If you have ever seen a 600 Pullman in person, it is intimidating because of its humongous stature. It was a factory custom hand-built limo. Now think about the capability of its M100 engine, designed to propel all of that metal with aplomb! That 6.3 litre V8 engine is strong and versatile; it lives forever with the proper care and maintenance. So how did such a large power plant find its way into such a “plain-Jane” saloon?
The formidable M100 6.3 litre engine
The Mercedes-Benz 300 SEL 6.3 was the world’s first “super-saloon” (I know that is a bit dramatic and brings to mind the W109 saloon with a cape leaping tall buildings with a single bound…). In 1966 Erich Waxenberger, company engineer for Mercedes-Benz took the powerful M100 6.3 litre V8 engine out of the 600 Pullman and fit it into the Mercedes-Benz W109 S-Class saloon.
It was actually more cost efficient to market the engine in the 300 SEL rather than installing it into the 600 Pullman which had a low sales volume. The end result was a two-ton saloon with the legs of a sports car. It was launched at the Geneva Motor Show in 1968. Only one prototype was built in 1967. This is one swift saloon that cossets five occupants in limousine style comfort but with the effervescence of a sporting grand tourer. The 300 SEL 6.3 was built from 1968-1972. Production totaled 6,526 units. It was the first Mercedes-Benz “Q” car.
A potent 6.3 litre SOHC V8 powered this luxury behemoth. This is the classic example of a big-block engine planted into a conservative saloon creating a high-performance rocket. The concept could be compared to the Chevy Bel Air or Dodge 330 with their big—block V8 engine set-ups. Grocery getters that packed a punch were these two American muscle cars.
The 300 SEL 6.3 went from 0-60 in less than seven seconds, with a top speed of 135-143 mph. This saloon could pace at 120 mph on the autobahn for hours with power to spare. The 300 SEL 6.3 was the fastest production four-door saloon in the world at the time. This M100 power plant delivered 250 hp @ 4,000 rpm with 500 Nm of torque @ 2,800 rpm. It used a Bosch fuel injection system and a 4-speed automatic transmission.

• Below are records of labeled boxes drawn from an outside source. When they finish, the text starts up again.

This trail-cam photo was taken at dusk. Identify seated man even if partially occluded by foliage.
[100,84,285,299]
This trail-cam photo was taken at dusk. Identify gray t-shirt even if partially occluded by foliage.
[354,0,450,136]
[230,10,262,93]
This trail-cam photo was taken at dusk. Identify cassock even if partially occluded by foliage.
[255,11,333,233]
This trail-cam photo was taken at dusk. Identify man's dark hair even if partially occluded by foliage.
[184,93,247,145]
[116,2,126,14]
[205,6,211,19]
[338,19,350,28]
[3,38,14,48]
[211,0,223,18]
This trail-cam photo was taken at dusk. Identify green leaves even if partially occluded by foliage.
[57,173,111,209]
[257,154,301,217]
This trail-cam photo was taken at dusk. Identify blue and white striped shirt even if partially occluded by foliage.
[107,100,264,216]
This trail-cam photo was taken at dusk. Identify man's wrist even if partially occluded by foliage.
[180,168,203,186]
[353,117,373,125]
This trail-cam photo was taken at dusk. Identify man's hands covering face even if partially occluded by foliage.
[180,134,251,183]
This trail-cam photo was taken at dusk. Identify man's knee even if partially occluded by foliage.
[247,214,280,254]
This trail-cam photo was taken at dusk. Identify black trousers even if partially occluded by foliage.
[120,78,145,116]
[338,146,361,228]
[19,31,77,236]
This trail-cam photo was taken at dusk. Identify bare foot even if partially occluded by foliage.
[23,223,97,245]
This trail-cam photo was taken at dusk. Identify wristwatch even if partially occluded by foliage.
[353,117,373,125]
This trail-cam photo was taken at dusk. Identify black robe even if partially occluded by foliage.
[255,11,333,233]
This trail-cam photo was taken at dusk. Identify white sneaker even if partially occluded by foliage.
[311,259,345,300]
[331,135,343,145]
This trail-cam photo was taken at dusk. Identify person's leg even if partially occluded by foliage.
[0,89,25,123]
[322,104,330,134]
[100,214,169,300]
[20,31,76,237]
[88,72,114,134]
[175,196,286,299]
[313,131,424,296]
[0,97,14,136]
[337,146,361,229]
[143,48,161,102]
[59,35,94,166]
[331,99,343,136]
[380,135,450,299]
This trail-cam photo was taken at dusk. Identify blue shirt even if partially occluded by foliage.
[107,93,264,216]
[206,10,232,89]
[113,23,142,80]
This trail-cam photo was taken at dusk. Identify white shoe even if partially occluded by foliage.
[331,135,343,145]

Luxury was basic in the early super cars
The Mercedes-Benz 300 SEL 6.3 was a fire-breathing dragon disguised as a plain-Jane saloon. It was the fastest production four-door available at the time. The SEL was the long wheelbase variant of the 300 S/SE. It was the flagship that boasted performance and they meant it! It had a touring suspension with a luxury sport leather trimmed cabin. This model is a highly sought after collectible with only 6,526 built. They are outrageously expensive to maintain but so satisfying to own and drive.